Kadambas originated from Karnataka, was founded by Mayurasharma in 345 CE which at later times
showed the potential of developing into imperial proportions. King Mayurasharma defeated the
armies of Pallavas of Kanchi possibly with help of some native tribes. The Kadamba fame reached its
peak during the rule of Kakusthavarma, a notable ruler with whom the kings of Gupta Dynasty of
northern India cultivated marital alliances. The Kadambas were contemporaries of the Western
Ganga Dynasty and together they formed the earliest native kingdoms to rule the land with absolute
autonomy. The dynasty later continued to rule as a feudatory of larger Kannada empires, the
Chalukya and the Rashtrakuta empires, for over five hundred years during which time they branched
into minor dynasties (Kadambas of Goa, Kadambas of Halasi and Kadambas of Hangal).

Empire of Harsha

Main articles: Harsha and Pushyabhuti dynasty

Harsha ruled northern India from 606 to 647 CE. He was the son of Prabhakarvardhana and the
younger brother of Rajyavardhana, who were members of the Vardhana dynasty and ruled
Thanesar, in present-day Haryana.

Coin of Emperor Harsha, c. 606–647 CE.[164]
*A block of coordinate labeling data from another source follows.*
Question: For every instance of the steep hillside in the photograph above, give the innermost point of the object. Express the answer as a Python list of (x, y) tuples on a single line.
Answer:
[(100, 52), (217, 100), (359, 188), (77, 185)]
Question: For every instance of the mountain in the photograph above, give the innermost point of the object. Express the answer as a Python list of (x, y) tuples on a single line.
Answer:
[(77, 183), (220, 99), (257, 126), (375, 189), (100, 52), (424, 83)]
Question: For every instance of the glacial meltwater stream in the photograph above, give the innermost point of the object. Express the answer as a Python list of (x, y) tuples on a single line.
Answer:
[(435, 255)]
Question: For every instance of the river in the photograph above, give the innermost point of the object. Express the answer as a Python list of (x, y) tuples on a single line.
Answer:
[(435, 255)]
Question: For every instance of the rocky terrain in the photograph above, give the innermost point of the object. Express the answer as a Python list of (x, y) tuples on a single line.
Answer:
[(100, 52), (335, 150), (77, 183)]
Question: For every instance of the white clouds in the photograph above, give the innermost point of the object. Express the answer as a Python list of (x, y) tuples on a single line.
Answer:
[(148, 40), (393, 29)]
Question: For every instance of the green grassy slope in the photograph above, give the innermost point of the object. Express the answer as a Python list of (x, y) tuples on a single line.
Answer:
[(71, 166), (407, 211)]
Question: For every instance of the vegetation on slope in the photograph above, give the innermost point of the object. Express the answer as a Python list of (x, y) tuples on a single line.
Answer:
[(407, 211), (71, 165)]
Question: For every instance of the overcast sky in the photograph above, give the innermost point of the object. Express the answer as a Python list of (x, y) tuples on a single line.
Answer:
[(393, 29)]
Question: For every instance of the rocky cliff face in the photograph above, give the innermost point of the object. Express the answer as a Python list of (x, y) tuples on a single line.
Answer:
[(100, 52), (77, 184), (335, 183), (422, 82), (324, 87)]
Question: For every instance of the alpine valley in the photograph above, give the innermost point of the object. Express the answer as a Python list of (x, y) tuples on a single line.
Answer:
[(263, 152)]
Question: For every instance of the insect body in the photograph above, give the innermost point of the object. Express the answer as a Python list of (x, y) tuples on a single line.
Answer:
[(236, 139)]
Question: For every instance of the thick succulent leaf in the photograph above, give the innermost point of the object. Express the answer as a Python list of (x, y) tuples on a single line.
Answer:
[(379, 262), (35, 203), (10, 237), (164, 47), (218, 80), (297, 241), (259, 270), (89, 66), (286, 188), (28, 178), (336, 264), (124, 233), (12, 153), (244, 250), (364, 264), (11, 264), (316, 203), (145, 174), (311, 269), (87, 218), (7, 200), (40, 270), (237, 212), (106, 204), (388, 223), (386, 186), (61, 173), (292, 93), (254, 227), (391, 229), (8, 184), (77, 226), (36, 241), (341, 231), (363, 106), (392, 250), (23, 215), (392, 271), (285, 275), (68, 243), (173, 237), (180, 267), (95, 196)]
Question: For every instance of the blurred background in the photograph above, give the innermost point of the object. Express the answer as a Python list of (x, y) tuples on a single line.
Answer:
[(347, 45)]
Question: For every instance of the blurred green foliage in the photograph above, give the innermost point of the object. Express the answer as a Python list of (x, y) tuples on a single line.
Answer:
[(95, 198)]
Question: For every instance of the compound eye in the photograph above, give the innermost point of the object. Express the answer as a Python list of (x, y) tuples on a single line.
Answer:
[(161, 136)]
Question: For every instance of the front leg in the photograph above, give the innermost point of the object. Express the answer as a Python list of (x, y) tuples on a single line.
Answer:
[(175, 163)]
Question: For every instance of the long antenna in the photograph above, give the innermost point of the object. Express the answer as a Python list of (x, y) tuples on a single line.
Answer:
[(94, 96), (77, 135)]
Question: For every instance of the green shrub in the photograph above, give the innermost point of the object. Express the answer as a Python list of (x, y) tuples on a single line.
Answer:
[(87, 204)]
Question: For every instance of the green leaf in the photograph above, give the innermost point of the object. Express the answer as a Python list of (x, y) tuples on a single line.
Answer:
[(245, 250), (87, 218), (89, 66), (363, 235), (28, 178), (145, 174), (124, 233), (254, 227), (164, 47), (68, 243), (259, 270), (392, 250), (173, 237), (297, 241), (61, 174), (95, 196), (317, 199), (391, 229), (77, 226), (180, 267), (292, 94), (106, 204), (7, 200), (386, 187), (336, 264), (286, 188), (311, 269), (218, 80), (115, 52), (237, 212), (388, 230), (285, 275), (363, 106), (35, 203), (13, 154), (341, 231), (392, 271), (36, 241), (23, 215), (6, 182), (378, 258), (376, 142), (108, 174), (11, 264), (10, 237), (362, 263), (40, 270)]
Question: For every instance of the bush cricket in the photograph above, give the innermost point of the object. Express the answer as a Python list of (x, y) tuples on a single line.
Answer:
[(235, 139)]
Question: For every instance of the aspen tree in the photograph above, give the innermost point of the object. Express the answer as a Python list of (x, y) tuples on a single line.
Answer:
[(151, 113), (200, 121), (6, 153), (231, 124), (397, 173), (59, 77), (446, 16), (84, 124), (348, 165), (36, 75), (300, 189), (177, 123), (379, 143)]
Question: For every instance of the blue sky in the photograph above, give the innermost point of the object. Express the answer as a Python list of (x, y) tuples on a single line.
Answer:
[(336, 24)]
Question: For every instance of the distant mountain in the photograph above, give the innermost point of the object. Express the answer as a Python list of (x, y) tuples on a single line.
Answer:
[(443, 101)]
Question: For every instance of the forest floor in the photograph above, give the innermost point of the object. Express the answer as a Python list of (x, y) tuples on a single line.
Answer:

After the downfall of the prior Gupta Empire in the middle of the 6th century, North India reverted
to smaller republics and monarchical states. The power vacuum resulted in the rise of the Vardhanas
of Thanesar, who began uniting the republics and monarchies from the Punjab to central India. After
the death of Harsha's father and brother, representatives of the empire crowned Harsha emperor in
April 606 CE, giving him the title of Maharaja.[165] At the height of his power, his Empire covered
much of North and Northwestern India, extended East until Kamarupa, and South until Narmada
River; and eventually made Kannauj (in present Uttar Pradesh) his capital, and ruled until 647
CE.[166]

The peace and prosperity that prevailed made his court a centre of cosmopolitanism, attracting
scholars, artists and religious visitors.[166] During this time, Harsha converted to Buddhism from
Surya worship.[167] The Chinese traveller Xuanzang visited the court of Harsha and wrote a very
favourable account of him, praising his justice and generosity.[166] His biography Harshacharita
("Deeds of Harsha") written by Sanskrit poet Banabhatta, describes his association with Thanesar
and the palace with a two-storied Dhavalagriha (White Mansion).[168][169]

Early medieval period (mid 6th c.–1200 CE)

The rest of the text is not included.